Havíamos combinado de ir no famoso “Torra Torra” da Rua São Bento, próximo a Praça da Sé comprar uma cortina para meu quarto, pois há uma fresta noturna que atrapalha que ali dorme, menos eu. Mas tudo bem, concordo que um quarto sem cortina não fica tão bonito.

Já no Torra Torra, aquele povaréu! Indo e vindo, sacolas lá, aqui e acolá.
E eis que entram na nossa sacola meias infantis (eu sou infantil, mas o receptor destas meias será meu sobrinho, o Tales) de R$0,76, negócio de segurar peito feminino por R$2,50. Óbvio que me empolgo e vejo uma calcinha preta toda brilhante e digo: a Lili vai gostar! (na verdade ela iria odiar!).
Depois de uma hora olhando a cortina eu acho que escolho a mais feia, mas a compro mesmo assim.

O resto é rápido: instalo a tal cortina e vou comer uma bela feijoada, afinal, Will sem comer não dá certo. Depois da feijoada deixo a mãe no ponto de ônibus e volto para casa. Aqui fico na internet, converso um pouco aqui, um monte acolá e aparece a CrisTIANE.
Falo que estou sem fazer nada e marcamos de ir no Center Norte assistir um filme e comer (ela, não eu!).
Lá assistimos Hancok! Surpreendente o filme é bom!!! E para dizer que não comi nada, compramos pipoca e refrigerante! Companhia agradável, com sorriso idem, voltamos para nossas casas, não sem antes eu pegar uma carona até o metrô mais próximo.
Já no metrô venho ouvindo Extol (Death Metal). Quando saio do metrô, chegando em casa vejo uma banquinha montada. Era uma senhora vendendo bolos. Ela tinha bolo de morango e chocolate. Não resisto e compro um e feliz venho para casa!

O caminho se acabou, mas a história ainda não.

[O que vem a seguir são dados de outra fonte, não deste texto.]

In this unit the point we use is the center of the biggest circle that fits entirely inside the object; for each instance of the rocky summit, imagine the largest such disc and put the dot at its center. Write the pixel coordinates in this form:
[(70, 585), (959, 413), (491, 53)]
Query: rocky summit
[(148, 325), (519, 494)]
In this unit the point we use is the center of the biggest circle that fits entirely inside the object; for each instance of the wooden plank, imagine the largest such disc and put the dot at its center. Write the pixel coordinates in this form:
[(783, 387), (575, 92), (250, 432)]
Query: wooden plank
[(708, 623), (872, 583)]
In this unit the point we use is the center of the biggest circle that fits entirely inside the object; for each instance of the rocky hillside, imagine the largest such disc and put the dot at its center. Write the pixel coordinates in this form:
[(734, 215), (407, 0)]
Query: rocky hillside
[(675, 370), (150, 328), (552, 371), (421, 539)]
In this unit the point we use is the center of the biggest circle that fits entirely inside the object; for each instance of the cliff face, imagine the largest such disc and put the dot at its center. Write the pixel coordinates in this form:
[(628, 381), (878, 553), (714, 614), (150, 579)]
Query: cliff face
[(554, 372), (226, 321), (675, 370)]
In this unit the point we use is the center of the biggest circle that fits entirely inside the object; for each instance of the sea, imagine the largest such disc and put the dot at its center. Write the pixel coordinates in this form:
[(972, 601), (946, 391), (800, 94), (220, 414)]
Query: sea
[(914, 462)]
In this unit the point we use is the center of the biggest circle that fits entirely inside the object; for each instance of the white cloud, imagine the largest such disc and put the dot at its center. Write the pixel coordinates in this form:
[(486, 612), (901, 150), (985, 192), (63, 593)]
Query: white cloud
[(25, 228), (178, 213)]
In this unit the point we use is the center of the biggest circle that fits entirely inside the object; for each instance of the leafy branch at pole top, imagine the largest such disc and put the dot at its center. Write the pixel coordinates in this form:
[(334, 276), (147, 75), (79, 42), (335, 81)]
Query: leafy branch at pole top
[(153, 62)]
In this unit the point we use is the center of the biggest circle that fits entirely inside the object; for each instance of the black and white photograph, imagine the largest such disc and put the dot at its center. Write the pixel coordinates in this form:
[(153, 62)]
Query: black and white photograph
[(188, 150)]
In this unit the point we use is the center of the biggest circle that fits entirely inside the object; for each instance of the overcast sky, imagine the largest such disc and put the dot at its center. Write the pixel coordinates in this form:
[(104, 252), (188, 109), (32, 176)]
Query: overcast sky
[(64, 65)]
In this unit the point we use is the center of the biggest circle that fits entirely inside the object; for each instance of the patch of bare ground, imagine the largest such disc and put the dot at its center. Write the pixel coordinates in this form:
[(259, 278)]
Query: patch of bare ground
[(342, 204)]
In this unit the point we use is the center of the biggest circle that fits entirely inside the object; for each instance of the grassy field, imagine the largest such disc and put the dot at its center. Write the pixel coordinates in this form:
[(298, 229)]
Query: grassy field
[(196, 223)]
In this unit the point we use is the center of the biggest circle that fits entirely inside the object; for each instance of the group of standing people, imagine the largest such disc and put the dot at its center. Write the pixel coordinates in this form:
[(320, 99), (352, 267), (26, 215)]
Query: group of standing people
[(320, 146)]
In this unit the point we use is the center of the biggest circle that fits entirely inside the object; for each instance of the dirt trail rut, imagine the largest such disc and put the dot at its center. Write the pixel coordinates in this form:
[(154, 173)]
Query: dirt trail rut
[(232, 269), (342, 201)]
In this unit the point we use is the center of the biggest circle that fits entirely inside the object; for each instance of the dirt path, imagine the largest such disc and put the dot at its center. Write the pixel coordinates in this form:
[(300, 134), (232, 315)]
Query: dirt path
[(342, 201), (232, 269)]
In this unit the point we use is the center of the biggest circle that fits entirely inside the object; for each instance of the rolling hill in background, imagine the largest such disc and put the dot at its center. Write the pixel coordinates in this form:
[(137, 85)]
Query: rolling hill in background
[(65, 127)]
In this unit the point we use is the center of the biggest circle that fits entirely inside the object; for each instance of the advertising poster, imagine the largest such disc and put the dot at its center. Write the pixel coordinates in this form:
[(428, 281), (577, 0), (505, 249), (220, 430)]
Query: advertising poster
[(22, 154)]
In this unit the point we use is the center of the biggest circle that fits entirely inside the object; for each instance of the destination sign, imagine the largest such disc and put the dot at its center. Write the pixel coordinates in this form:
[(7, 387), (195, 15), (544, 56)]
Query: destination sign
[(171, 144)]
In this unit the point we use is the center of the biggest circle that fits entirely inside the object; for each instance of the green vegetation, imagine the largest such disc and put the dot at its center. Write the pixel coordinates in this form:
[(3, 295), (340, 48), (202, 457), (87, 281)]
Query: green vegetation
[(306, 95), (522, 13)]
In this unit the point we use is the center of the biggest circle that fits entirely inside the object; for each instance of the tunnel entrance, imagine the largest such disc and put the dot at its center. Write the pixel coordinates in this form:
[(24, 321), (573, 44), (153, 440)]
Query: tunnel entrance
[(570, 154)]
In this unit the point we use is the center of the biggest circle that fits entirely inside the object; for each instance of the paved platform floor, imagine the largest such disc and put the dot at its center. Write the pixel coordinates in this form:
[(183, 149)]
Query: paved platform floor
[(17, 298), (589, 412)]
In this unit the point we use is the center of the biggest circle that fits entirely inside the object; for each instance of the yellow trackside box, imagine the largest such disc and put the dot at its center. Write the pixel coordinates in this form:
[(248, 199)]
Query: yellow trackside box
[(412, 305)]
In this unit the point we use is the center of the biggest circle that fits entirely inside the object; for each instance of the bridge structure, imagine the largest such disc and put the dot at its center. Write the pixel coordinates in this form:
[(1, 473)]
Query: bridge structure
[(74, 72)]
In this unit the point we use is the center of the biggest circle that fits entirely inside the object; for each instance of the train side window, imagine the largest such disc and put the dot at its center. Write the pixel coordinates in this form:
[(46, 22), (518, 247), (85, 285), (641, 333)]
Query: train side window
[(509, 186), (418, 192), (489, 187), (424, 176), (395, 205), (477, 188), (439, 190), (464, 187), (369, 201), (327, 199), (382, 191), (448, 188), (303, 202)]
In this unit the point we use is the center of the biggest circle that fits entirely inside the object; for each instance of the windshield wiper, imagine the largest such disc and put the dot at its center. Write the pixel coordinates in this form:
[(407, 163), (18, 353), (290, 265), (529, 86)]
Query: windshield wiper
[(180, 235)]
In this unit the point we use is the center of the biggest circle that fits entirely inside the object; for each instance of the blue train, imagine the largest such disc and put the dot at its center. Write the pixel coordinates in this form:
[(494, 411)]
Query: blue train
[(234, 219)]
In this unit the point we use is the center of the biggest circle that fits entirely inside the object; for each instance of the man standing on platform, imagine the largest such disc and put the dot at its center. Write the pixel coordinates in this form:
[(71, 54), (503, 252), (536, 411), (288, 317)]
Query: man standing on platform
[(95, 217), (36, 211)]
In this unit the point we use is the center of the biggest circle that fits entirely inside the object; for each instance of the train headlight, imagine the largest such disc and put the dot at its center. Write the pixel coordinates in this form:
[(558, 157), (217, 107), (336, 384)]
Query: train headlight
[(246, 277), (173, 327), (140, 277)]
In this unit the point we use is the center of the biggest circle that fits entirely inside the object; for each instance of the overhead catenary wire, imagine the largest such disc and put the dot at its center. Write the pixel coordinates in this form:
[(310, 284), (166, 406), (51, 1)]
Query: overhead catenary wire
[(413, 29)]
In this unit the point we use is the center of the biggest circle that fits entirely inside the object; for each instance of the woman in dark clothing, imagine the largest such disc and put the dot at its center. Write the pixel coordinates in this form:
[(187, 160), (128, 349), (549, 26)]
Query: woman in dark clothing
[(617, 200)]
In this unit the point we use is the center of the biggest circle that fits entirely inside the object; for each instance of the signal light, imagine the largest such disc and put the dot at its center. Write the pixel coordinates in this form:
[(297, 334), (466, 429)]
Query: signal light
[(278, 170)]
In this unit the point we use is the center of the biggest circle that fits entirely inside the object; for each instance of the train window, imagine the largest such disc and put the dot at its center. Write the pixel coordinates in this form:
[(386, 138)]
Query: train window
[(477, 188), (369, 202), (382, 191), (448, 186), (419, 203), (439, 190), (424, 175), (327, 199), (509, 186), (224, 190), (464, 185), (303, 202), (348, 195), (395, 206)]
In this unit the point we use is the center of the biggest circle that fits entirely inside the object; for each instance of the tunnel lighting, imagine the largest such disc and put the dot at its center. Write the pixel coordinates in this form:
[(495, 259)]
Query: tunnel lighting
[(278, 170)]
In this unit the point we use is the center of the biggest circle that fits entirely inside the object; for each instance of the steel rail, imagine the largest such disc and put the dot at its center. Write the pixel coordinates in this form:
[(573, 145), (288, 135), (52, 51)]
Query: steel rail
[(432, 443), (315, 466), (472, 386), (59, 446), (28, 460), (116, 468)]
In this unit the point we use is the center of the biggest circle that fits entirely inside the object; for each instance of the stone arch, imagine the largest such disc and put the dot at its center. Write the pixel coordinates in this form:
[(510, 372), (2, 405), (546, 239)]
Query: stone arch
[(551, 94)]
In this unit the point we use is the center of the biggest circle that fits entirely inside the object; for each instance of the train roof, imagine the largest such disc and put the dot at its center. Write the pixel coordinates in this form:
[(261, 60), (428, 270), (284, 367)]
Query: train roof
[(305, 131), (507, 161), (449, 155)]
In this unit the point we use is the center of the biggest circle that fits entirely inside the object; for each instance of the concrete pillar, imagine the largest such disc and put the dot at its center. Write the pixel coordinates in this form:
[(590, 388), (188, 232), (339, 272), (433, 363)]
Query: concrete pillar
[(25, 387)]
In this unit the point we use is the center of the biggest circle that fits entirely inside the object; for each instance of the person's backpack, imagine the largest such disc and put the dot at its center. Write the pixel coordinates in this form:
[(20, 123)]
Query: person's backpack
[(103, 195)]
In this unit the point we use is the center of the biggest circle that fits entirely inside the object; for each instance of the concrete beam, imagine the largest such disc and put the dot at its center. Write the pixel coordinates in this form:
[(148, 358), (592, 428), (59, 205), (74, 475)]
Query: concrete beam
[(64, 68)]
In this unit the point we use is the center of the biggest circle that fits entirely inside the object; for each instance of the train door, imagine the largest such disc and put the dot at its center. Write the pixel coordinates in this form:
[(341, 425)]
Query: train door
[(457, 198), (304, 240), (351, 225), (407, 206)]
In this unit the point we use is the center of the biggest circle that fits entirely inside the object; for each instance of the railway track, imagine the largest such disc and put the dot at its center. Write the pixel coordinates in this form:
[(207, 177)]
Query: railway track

Ao sair do cinema, me veio uma felicidade enorme, algo que senti ser bem parecido com a forma como o C.S. Lewis foi “Surpreendido pela alegria”. Em questão de segundos, minha vida passou por mim, e a vida que pensava eu que havia acabado um dia, os sonhos que não pareciam mais ter chance alguma de se concretizar parece que dos calabouços foram soltos, e analisando os últimos três meses de minha vida vi que realmente eu renasci.
Não mudei muito, é fato, não me livrei de alguns problemas intrínsecos a mim mesmo, porém, algo novo acontece. E até uma meleca de música dos Titãs me disse algo. “É preciso saber viver”. Reaprendi a viver. Estou vivo. A luta continua, mas não mais estou preso no isolamento do pecado, da escravidão e da dor. Vivo estou e só posso nesse momento louvar ao Senhor! E foi sentado em uma banco do Metro que o choro que eu ia ter ao lado da Cris na saída do cinema (ia ficar chato... Risos!) saiu levemente... Um choro de felicidade, um choro que prenuncia outros choros durante a vida, tanto faz se de felicidade ou tristeza serão, mas serão choros de um ser vivente!